This means if you are a carer you can have a carer’s assessment regardless of the amount or type of care you provide, your financial circumstances or your level of need for support.
You can have an assessment whether or not the person you care for has had an assessment of their needs. Even if they are not eligible for support you can still have an assessment.
If you and the person you care for agree, a joint assessment of both your needs can be undertaken at the same time.
How a carer's assessment can help you
A carer’s assessment is to find out about your needs and how we may be able to help.
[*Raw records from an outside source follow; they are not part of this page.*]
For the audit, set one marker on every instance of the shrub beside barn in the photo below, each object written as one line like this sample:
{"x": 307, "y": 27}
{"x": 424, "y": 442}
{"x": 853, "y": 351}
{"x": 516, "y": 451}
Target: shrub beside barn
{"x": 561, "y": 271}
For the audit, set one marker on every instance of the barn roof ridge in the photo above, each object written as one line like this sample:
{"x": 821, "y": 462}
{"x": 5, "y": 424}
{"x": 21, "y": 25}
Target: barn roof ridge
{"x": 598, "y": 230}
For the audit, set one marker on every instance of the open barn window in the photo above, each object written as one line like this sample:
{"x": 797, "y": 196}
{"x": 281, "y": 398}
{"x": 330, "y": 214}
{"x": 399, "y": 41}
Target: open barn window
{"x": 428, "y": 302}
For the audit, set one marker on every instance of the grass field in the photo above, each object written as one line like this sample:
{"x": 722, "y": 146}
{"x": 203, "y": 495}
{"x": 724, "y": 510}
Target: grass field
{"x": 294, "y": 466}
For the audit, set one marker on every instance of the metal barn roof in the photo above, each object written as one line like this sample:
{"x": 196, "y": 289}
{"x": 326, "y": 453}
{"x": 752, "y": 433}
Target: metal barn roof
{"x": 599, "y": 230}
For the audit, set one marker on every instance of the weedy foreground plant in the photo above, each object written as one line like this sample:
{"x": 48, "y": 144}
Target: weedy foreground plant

It can help us to understand the best way to support you to maintain your own health and wellbeing. Our aim is to help you to find a balance between caring for someone else and looking after yourself.
Your assessment is an opportunity to:
- recognise your role as a carer
- talk and reflect on your own needs as a carer
- share your experience of caring
- identify what networks, local community services and charities may be able to support you
An assessment will look at ways in which we can best help you in your caring role. It is not about your ability to care.
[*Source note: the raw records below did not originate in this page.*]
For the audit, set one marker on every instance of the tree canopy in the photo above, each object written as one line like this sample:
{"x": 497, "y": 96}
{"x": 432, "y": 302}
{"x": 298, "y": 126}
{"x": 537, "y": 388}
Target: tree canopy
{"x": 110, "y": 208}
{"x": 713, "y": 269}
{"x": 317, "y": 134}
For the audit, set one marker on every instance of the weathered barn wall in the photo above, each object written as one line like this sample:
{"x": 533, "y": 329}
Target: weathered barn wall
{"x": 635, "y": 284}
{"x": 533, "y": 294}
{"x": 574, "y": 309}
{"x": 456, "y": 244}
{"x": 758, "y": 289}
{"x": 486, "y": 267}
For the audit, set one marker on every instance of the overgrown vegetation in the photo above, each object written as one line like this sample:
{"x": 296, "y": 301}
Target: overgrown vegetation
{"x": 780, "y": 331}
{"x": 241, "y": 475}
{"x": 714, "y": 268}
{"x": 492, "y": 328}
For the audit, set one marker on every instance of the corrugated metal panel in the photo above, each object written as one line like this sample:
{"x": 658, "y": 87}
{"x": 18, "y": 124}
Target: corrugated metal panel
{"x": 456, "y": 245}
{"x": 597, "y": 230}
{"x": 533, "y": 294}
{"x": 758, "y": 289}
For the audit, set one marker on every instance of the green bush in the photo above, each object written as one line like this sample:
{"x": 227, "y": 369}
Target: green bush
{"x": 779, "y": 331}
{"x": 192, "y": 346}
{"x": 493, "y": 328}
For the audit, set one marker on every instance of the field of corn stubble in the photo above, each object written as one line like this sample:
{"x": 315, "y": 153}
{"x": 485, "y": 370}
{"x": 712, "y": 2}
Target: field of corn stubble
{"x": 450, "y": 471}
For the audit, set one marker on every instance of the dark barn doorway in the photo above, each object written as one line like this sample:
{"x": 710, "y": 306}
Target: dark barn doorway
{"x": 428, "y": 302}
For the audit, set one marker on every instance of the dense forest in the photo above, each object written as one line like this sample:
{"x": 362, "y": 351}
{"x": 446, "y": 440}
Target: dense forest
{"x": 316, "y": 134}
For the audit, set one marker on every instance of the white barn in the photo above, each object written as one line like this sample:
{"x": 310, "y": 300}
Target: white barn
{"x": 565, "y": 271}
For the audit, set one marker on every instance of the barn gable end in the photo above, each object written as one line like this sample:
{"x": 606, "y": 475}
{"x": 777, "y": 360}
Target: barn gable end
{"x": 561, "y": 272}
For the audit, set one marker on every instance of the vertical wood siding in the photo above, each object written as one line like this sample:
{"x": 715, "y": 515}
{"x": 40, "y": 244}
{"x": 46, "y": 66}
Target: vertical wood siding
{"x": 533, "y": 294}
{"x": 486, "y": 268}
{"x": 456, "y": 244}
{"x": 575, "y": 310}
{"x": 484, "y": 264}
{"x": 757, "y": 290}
Preparing for an assessment
Before the assessment, take the time to sit down and think about your role as a carer and the impact it has on you. It may help to keep a diary for a week or so with details of the care you provide. You could also talk things through with family and friends.
Make some notes in advance of the meeting/telephone call. Think about how your role as a carer affects:
- your physical health (e.g. back aches from moving or transferring someone, finding time to attend medical appointments)
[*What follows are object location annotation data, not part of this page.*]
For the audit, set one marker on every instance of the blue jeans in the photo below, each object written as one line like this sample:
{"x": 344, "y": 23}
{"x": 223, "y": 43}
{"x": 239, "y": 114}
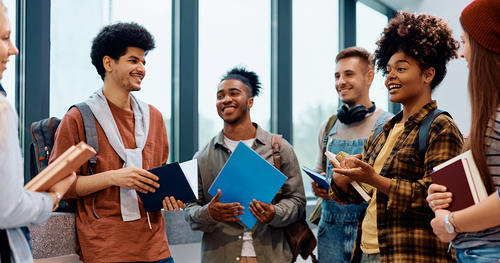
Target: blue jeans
{"x": 337, "y": 231}
{"x": 370, "y": 258}
{"x": 478, "y": 254}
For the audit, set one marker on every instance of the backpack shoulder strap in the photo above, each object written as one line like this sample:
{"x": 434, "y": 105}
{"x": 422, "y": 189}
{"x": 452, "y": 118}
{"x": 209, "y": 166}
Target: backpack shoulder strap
{"x": 276, "y": 144}
{"x": 90, "y": 131}
{"x": 423, "y": 132}
{"x": 377, "y": 131}
{"x": 329, "y": 125}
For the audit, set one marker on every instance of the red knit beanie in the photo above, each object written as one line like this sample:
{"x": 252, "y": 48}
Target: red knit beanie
{"x": 481, "y": 19}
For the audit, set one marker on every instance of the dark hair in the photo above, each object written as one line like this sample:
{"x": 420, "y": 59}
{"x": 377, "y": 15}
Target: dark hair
{"x": 356, "y": 52}
{"x": 484, "y": 93}
{"x": 113, "y": 41}
{"x": 424, "y": 37}
{"x": 249, "y": 78}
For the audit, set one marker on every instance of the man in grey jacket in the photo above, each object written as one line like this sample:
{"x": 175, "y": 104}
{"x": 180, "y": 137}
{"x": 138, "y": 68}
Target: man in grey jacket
{"x": 225, "y": 239}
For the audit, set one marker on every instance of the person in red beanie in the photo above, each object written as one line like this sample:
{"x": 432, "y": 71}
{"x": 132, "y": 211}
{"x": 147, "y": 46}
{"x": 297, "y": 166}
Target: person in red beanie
{"x": 475, "y": 231}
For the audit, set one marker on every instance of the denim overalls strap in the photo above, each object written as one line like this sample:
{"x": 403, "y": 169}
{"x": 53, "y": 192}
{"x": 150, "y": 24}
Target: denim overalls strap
{"x": 338, "y": 225}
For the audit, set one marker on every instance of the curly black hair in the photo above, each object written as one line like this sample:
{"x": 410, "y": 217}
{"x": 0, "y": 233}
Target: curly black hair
{"x": 250, "y": 79}
{"x": 424, "y": 37}
{"x": 113, "y": 41}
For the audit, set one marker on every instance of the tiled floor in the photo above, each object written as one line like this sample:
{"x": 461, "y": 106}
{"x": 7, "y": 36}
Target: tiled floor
{"x": 190, "y": 253}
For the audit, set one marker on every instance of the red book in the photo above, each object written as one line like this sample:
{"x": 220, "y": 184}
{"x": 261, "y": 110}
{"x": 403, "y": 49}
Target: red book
{"x": 462, "y": 179}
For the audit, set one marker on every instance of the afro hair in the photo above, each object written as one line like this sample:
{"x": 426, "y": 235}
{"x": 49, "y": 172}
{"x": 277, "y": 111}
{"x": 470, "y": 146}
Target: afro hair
{"x": 424, "y": 37}
{"x": 113, "y": 41}
{"x": 250, "y": 79}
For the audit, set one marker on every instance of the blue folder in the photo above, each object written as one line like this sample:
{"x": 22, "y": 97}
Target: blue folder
{"x": 172, "y": 183}
{"x": 318, "y": 178}
{"x": 247, "y": 176}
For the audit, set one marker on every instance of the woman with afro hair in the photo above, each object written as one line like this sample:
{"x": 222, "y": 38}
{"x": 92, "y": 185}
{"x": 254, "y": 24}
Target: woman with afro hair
{"x": 475, "y": 231}
{"x": 412, "y": 52}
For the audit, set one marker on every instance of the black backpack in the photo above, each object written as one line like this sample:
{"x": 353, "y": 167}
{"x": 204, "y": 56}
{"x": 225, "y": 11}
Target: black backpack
{"x": 43, "y": 132}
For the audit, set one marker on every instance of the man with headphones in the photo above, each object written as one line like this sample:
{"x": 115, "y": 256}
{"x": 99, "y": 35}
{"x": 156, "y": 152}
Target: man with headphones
{"x": 346, "y": 131}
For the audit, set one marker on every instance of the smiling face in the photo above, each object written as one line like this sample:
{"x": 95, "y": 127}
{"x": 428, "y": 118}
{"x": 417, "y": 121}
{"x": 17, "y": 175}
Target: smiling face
{"x": 129, "y": 70}
{"x": 234, "y": 101}
{"x": 353, "y": 78}
{"x": 7, "y": 49}
{"x": 405, "y": 80}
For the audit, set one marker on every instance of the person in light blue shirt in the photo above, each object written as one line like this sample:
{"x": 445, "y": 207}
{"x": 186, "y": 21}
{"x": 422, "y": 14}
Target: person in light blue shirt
{"x": 18, "y": 207}
{"x": 356, "y": 120}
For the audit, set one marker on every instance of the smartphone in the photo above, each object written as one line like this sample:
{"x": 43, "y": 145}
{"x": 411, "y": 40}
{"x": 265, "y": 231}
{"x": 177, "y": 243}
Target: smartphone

- your emotional wellbeing (e.g. feeling stressed or anxious, not sleeping well)
- your daily life (e.g. housework, shopping, managing paperwork)
- your personal care (e.g. time to maintain your own personal care, going to the dentist or hairdresser)
- your nutrition (Do you find time to shop and prepare meal for yourself and your family?)
- your social life (What did you do before you were a carer that you cannot do now? What would you like to do?)
- your personal relationships (with family members and friends)
- your ability to look after a child (this includes parenting, grandparenting and foster caring)
- your environment (Do you live with the person you care for? Is the property suitable for your or their needs? Are you near to shops or community resources?)
- your work or volunteering (Managing and maintaining any work or volunteering role that you have now or might like to have in the future)
- your education or training (Do you need support to access training or education?)
Before we visit/call
Please let your assessor know if:
- you need an interpreter (e.g. British Sign Language interpreter or English is not your first language)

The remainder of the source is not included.